Ainda pode ser feita através da manutenção de florestas nas áreas de recarga, no alto dos morros ou em áreas de solo poroso, pantanoso, que permitem a infiltração natural das águas. Capta-se a água de chuva também através de definição de diversas curvas de nível no terreno, seja montanhoso ou plano, seja com montes de terra, seja com pedras, degraus ou de outro tipo de barreira, que mantém vários pequenos lagos lineares, que não apenas armazenarão água durante as chuvas, mas também quebrarão a velocidade das enxurradas que provocam erosões.

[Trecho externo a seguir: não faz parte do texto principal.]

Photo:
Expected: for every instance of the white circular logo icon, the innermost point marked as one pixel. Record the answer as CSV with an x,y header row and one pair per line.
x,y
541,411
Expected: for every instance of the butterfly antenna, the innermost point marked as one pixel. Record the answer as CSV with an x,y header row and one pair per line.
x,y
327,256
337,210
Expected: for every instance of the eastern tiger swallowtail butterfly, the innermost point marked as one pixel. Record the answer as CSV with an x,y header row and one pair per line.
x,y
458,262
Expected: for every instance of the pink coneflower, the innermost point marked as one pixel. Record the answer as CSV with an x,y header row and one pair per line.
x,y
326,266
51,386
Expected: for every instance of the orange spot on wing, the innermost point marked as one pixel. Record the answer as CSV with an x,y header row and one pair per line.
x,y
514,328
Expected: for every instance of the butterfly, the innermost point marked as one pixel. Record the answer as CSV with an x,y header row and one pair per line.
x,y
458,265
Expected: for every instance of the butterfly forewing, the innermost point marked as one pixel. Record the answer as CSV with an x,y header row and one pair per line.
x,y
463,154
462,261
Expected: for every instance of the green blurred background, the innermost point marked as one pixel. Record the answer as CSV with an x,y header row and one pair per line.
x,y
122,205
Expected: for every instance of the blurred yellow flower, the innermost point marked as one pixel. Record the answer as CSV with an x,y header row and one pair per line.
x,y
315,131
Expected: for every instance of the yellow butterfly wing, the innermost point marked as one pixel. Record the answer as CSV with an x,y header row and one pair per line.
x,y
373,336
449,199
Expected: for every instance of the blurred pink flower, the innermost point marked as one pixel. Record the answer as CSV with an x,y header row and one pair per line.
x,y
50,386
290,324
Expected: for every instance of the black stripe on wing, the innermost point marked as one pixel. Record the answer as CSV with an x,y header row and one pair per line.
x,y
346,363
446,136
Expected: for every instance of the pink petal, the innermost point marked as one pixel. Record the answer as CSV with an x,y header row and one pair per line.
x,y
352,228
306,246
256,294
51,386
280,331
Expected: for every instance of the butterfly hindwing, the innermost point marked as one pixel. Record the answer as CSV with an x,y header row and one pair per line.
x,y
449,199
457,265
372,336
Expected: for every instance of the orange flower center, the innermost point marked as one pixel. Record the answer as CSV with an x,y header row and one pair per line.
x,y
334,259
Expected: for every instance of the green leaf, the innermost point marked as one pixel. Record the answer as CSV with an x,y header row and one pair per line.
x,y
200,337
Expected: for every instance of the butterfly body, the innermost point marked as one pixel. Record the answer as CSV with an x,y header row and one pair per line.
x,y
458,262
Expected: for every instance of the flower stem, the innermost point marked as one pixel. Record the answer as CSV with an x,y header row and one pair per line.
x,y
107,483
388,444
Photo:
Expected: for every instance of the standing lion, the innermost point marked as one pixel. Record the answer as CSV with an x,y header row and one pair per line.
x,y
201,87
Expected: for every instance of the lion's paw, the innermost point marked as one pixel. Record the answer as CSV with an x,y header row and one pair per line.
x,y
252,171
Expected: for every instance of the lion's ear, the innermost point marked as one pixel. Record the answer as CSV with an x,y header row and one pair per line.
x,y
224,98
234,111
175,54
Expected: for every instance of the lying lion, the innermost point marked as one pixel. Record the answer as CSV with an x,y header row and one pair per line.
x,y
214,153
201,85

Pode-se, também, captar águas de chuva através de superfícies impermeáveis, como telhados, pátios cimentados, estradas, etc, armazenando-as em depressões ou poços ou tanques laterais ou centrais, dependendo da inclinação dessas superfícies. A construção de barragens subterrâneas, ou de pequenas represas de pedra nos talvegues, imita a natureza quando coloca, ao longo de córregos, pedras que diminuem a velocidade, que depuram e permite a decantação, retendo matéria orgânica no solo, permitindo o crescimento da vida, no espaço que chamamos mata linear. Enfim, para cada uma das ações mencionadas, existe uma série de técnicas e outras estão sendo criadas, de acordo com as características de cada região e com o grau de avanço das tecnologias disponíveis.
Muitas dessas técnicas já existiam desde as civilizações Incas no Peru, desde a Grécia, cinco séculos antes de Cristo... Na medida em que o homem foi revestindo a superfície natural do planeta com uma superfície artificial, muitas dessas técnicas foram esquecidas, desprezadas ou ignoradas por serem ultrapassadas, obsoletas, inadequadas para situações nas quais se precisava vender novos equipamentos e novas tecnologias. Hoje, muitas delas, se reúnem na forma de técnicas de Permacultura, Agroecologia, Agroflorestas, Agrosilvicultura, Fazenda Orgânica, enfim, nomes os mais variados possíveis, que, tentam resgatar certas técnicas tradicionais, adicionando lógica e algum aperfeiçoamento ao processo, a partir dos conhecimentos já acumulados pela humanidade.
Mas a essência da lida com a água em cada “unidade de planejamento” é o respeito por seu ciclo, o cuidado com sua presença constante, o desejo de sua convivência com o que o homem cria. Isso é mais um pouco do que apenas manejo integrado de recursos hídricos: é gente cuidando d’água da melhor maneira possível. Mais do que cumprir o Código Florestal, o cuidado com a água nos faz cumprir a Lei e ir além dela, tirando ainda maior proveito do que um dia foi imposto como obrigação.
Isso por causa dos tantos que fizeram coisas erradas, erradicando as possibilidades de sobrevivência d’água em propriedades rurais, causando desertificação, salinização do solo etc. Por isso foram feitas as leis. Não por causa dos que amam e cuidam d’água, mas pelos que não souberam cuidar dela.
Fazer isso numa pequena área, em apenas uma cidade, uma fazenda, é muito mais fácil. O trabalho com micro-bacias tem um potencial enorme na medida em que é facilmente visualizado e rapidamente alcança resultados visíveis na quantidade e na qualidade da água que chega ao rio principal. Essas ações estão ao alcance do cidadão.
Entretanto, fazer isso em grandes áreas, em Estados, em grandes bacias, exige do cidadão a confiança em seus representantes que articularão essas ações, através de leis, de programas e de projetos. E cada cidadão espera dos governos, a ética e o compromisso para com os resultados. A água é o único alvo de nossas atenções, cidadãs, governamentais, técnicas, empíricas... Sua cor, sua quantidade e a vida que nela reside são os indicadores de que a nossa saúde-vida está preservada, garantida, mantida.
Cuidar de uma bacia hidrográfica significa aumentar a nossa perspectiva de vida sobre a face de um planeta saudável. Por isso, a sociedade deve continuar pensando globalmente, mas agindo, localmente, na sua própria micro-bacia.